Ter ondersteuning van zijn betoog verwijst [appellant] naar in hoger beroep overgelegde schriftelijke verklaringen van [persoon] en van [vriendin] van [appellant].
3.1. Zoals de Afdeling eerder heeft overwogen (onder meer in de uitspraak van 13 augustus 2014 in zaak nr. 201311175/1/A1) vloeit uit de van toepassing zijnde wettelijke voorschriften niet voort dat het desbetreffende genoemde ademalcoholgehalte moet zijn geconstateerd tijdens het besturen van een motorvoertuig. Voor het opleggen van de verplichting om mee te werken aan een onderzoek naar de geschiktheid voor het besturen van een motorrijtuig dient voor het CBR op basis van geconstateerde feiten met voldoende mate van zekerheid vast te staan dat [appellant] onder invloed van alcohol als bestuurder van een motorvoertuig is opgetreden.
3.2. Het CBR heeft zich op grond van voormeld proces-verbaal en de hiervoor vermelde brief van 7 maart 2014 van de hoofdinspecteur op het standpunt gesteld dat met voldoende mate van zekerheid is komen vast te staan dat [appellant] als bestuurder van een motorvoertuig is opgetreden terwijl bij hem een alcoholgehalte is geconstateerd van 2,093‰.
De Afdeling heeft eerder (onder meer bij uitspraak van 22 juli 2015 in zaak nr. 201500179/1/A3), overwogen dat een bestuursorgaan, evenals de rechter, in beginsel mag uitgaan van de juistheid van een op ambtseed dan wel op ambtsbelofte opgemaakt proces-verbaal, tenzij tegenbewijs noopt tot afwijking van dit uitgangspunt.
In hetgeen [appellant] heeft aangevoerd kan geen grond worden gevonden voor het oordeel dat in dit geval niet mag worden uitgegaan van de juistheid van het proces-verbaal.

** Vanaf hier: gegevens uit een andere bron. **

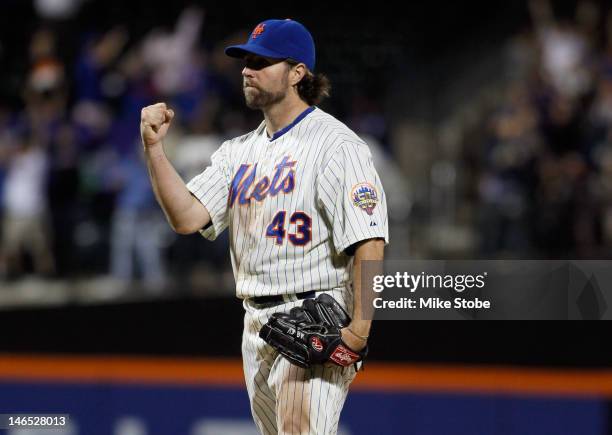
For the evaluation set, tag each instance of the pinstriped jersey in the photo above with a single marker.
(293, 204)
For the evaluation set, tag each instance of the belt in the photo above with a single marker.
(277, 299)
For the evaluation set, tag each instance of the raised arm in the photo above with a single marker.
(355, 335)
(184, 212)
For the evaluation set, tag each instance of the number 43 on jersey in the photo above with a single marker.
(299, 223)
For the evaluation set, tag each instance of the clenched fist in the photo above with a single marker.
(154, 123)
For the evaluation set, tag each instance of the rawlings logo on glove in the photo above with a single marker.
(310, 334)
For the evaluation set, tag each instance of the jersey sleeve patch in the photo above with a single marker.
(365, 197)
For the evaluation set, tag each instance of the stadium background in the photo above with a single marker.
(489, 122)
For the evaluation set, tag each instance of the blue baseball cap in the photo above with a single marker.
(278, 39)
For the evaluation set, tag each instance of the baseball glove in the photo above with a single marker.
(310, 334)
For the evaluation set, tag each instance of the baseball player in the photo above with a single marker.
(304, 206)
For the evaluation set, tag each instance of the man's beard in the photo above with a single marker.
(261, 99)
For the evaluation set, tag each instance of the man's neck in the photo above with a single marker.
(282, 114)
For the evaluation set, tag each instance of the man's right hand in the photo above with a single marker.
(154, 123)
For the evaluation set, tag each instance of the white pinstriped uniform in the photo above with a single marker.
(293, 203)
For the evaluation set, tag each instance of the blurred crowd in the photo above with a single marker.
(535, 171)
(74, 191)
(541, 162)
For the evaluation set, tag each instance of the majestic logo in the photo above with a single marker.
(365, 197)
(316, 344)
(245, 188)
(344, 356)
(258, 30)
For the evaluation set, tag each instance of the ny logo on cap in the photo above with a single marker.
(258, 30)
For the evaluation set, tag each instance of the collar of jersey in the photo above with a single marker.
(282, 131)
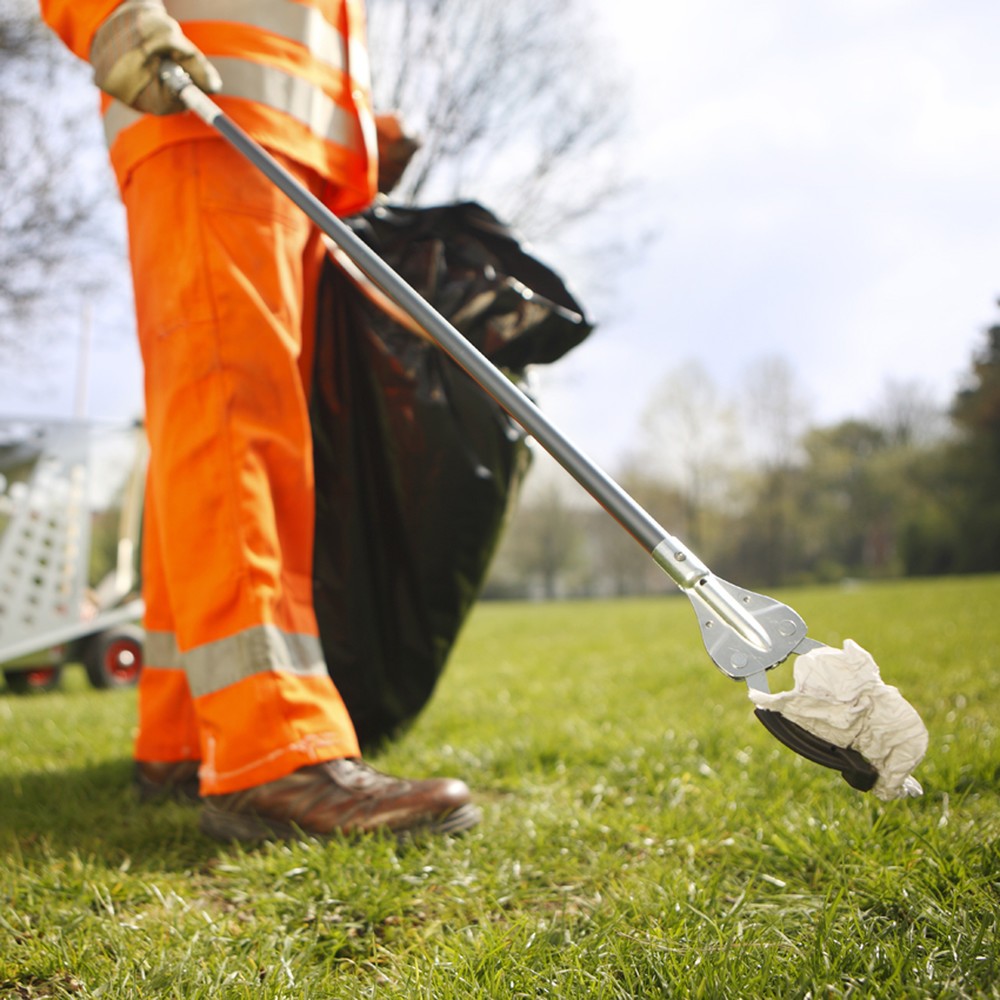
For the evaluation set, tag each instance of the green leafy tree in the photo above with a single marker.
(974, 462)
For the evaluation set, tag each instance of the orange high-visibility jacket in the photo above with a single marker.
(295, 76)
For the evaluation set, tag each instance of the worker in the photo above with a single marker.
(236, 705)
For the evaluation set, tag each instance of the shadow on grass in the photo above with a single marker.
(91, 810)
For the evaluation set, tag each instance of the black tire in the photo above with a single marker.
(31, 680)
(113, 659)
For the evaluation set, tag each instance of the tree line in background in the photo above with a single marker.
(911, 491)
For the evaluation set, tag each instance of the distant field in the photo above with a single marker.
(644, 836)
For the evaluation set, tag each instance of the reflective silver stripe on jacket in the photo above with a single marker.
(159, 650)
(271, 87)
(257, 650)
(299, 23)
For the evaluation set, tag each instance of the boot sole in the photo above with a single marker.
(249, 828)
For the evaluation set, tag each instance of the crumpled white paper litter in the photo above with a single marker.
(840, 697)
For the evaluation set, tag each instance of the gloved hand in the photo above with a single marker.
(396, 147)
(127, 52)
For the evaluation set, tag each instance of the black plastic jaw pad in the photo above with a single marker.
(854, 769)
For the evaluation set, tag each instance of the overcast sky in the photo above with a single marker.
(815, 181)
(823, 180)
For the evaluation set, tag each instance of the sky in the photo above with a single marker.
(816, 182)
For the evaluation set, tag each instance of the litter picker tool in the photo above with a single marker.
(746, 634)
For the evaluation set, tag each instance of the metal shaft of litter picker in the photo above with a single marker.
(745, 633)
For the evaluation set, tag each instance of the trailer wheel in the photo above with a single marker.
(33, 680)
(113, 659)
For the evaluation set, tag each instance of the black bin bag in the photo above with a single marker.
(416, 466)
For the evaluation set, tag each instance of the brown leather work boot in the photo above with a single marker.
(339, 796)
(172, 779)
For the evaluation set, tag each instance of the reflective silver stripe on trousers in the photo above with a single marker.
(290, 94)
(159, 650)
(257, 650)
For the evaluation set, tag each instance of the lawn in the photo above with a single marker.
(643, 836)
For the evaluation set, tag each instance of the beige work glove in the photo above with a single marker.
(127, 52)
(396, 147)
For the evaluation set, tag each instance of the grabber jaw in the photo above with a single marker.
(747, 634)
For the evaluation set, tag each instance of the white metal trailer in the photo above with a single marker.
(70, 513)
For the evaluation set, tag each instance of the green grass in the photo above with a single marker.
(643, 837)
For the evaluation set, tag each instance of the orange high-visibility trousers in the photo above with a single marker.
(225, 270)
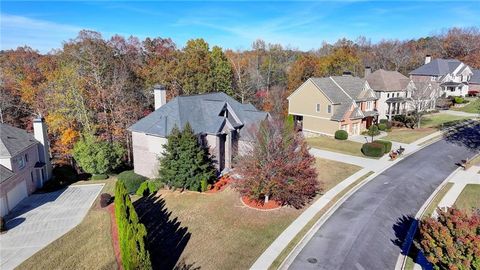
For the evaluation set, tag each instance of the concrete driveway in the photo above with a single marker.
(368, 229)
(42, 218)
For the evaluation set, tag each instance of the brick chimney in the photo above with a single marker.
(160, 94)
(41, 135)
(428, 58)
(368, 71)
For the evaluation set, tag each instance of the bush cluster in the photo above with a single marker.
(99, 177)
(386, 144)
(131, 233)
(131, 180)
(373, 149)
(105, 199)
(341, 135)
(373, 130)
(149, 187)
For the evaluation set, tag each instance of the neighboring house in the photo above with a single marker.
(450, 75)
(325, 105)
(474, 82)
(221, 123)
(24, 163)
(398, 94)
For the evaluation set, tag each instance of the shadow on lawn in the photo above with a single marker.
(165, 236)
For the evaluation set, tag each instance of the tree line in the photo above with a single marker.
(99, 86)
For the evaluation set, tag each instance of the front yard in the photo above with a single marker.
(429, 124)
(472, 107)
(331, 144)
(469, 199)
(87, 246)
(216, 231)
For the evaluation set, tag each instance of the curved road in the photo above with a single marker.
(367, 230)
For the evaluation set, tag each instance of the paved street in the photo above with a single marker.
(40, 219)
(367, 230)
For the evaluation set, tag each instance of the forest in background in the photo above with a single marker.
(100, 87)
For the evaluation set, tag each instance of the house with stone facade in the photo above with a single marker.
(451, 76)
(24, 163)
(325, 105)
(222, 124)
(397, 94)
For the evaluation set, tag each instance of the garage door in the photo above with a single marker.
(18, 193)
(3, 206)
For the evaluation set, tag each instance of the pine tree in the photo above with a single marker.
(169, 162)
(185, 163)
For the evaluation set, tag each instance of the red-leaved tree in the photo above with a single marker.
(452, 241)
(278, 166)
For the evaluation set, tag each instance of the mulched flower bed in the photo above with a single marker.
(220, 185)
(115, 240)
(270, 205)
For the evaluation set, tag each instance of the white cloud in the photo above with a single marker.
(38, 34)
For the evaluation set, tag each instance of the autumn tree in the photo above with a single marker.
(451, 241)
(277, 166)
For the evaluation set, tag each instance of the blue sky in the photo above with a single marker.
(304, 25)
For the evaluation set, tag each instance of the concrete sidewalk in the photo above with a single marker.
(40, 219)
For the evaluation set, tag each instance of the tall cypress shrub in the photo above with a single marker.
(132, 234)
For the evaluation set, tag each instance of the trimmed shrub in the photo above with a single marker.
(131, 233)
(386, 144)
(105, 199)
(99, 177)
(65, 174)
(373, 149)
(148, 187)
(131, 180)
(458, 100)
(341, 135)
(373, 130)
(2, 224)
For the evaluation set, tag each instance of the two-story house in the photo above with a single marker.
(325, 105)
(24, 163)
(398, 94)
(449, 75)
(222, 125)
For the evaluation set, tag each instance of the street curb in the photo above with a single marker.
(296, 250)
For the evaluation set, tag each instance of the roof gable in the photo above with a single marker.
(14, 140)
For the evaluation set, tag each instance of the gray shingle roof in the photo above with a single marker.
(386, 81)
(437, 67)
(475, 76)
(343, 91)
(14, 140)
(5, 174)
(202, 112)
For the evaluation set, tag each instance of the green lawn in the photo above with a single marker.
(87, 246)
(469, 199)
(223, 233)
(436, 200)
(334, 145)
(472, 107)
(429, 124)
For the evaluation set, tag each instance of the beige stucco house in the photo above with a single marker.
(325, 105)
(221, 123)
(24, 163)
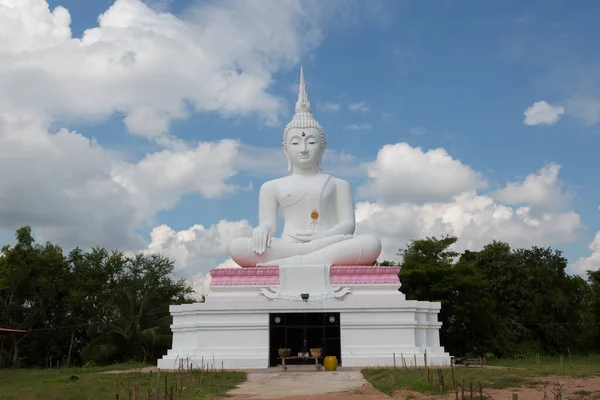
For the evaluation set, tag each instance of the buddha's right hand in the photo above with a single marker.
(261, 239)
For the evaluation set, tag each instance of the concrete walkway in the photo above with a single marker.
(304, 384)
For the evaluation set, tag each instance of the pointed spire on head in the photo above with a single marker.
(302, 105)
(303, 119)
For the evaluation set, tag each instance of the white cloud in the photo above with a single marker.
(417, 131)
(542, 189)
(408, 173)
(329, 107)
(61, 184)
(159, 180)
(358, 127)
(542, 113)
(475, 219)
(586, 109)
(418, 194)
(590, 263)
(152, 66)
(77, 193)
(197, 248)
(361, 106)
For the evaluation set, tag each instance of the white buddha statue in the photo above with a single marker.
(318, 209)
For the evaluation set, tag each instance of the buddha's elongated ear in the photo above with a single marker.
(290, 165)
(322, 150)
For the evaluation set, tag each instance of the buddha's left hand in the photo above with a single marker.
(307, 236)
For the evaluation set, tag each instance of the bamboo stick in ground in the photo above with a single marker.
(166, 386)
(158, 384)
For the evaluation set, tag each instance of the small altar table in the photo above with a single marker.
(318, 366)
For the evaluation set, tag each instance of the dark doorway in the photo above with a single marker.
(291, 330)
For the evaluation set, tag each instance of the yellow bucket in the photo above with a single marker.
(330, 363)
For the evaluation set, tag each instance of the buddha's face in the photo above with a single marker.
(304, 147)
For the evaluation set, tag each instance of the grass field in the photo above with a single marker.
(498, 374)
(48, 384)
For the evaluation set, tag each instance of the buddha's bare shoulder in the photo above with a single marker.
(340, 184)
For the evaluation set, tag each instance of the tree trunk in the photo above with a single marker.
(15, 350)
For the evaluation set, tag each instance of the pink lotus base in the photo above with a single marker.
(340, 275)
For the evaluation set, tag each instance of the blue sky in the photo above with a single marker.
(456, 75)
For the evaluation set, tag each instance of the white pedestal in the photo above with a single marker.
(233, 329)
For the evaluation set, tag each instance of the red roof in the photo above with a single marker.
(12, 330)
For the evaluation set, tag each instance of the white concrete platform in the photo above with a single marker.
(236, 333)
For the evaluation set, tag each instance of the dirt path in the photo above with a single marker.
(323, 385)
(572, 388)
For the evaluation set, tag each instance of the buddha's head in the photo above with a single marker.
(303, 138)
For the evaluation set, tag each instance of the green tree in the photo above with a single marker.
(430, 272)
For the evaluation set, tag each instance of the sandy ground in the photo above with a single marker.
(292, 385)
(298, 383)
(572, 388)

Daarbij is van belang dat [appellant] tegenstrijdige verklaringen heeft afgelegd over zijn aanwezigheid ter plaatse bij de Renault die op zijn naam staat geregistreerd. In zijn bezwaarschrift heeft [appellant] nog gesteld dat hij bijrijder was en [persoon] de chauffeur. Ook in zijn beroepsschrift is hij daarvan uitgegaan.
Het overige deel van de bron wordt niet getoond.